A smaller wasm dependency is for sure preferable.

tschneidereit commented 2 months ago

@asibahi this is very exciting! As a quick note, please don't hesitate to reach out to us in the Bytecode Alliance for any help we might be able to provide with Wasmtime. The Wasmtime maintainers are very responsive on our Zulip.

wasmtime brings Cranelift and all its baggage around. wasmi is much lighter as a dependency and can be compiled to no_std.

Incidentally, we're working on both of those! There's an RFC for adding an interpreter, and recently parts of the runtime gained support for no_std. The latter doesn't yet include Cranelift, but that can be fixed with some elbow grease.

We also have minimal embeddings getting the size of Wasmtime down to about 2MB right now, with a clear path towards the hundreds of kilobytes range if needed.

Having said all this, wasmi is an excellent interpreter, and I'm sure @Robbepop would be excited to help with integrating it, too!

Robbepop commented 2 months ago

Hi, I have just been made aware of this topic by @tschneidereit 's mention of me and haven't read everything (no time to do so rn). I am happy to help. Either solution, Wasmtime or Wasmi, should work fine since both mostly share the same API surface. It could even be possible to use both solutions simultaneously for their different strengths.

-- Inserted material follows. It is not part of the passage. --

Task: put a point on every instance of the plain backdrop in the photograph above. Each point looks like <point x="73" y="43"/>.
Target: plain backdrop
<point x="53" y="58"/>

asibahi commented 2 months ago

Fixed the bug and now the Ruqaa Font tests works if we do not compare clusters.

That'll teach me to read the standard library's documentation.

asibahi commented 2 months ago

One thing I learned about recently:

Is scale from harfbuzz (the one expcted by this API) related to pixels_per_em? the skrifa crate seems to imply as much. If that's so we can perhaps just return the pixels_per_em if set, and if not, return UPEM?

Also re: shape_with , doesn’t rustybuzz technically use the AAT shaper as well as OT?

RazrFalcon commented 2 months ago

Is scale from harfbuzz (the one expcted by this API) related to pixels_per_em?

Once again, there is no scale in rustybuzz. It was removed during porting. It should always be 1.

Also re: shape_with , doesn’t rustybuzz technically use the AAT shaper as well as OT?

In harfbuzz terminology this is still the ot shaper. See https://github.com/harfbuzz/harfbuzz/blob/main/src/hb-shaper-list.hh

behdad commented 2 months ago

Is scale from harfbuzz (the one expcted by this API) related to pixels_per_em?

Once again, there is no scale in rustybuzz. It was removed during porting. It should always be 1.

It should be always units_per_em. And it's NOT related to pixels_per_em.

asibahi commented 2 months ago

So I think this is done.

The full defined API in the design document is not implemented, but only the ones used by the examples.

Edit: should you merge this could you make it a squish merge 😁

RazrFalcon commented 2 months ago

Thanks! Will be released soon. Will see how it will go.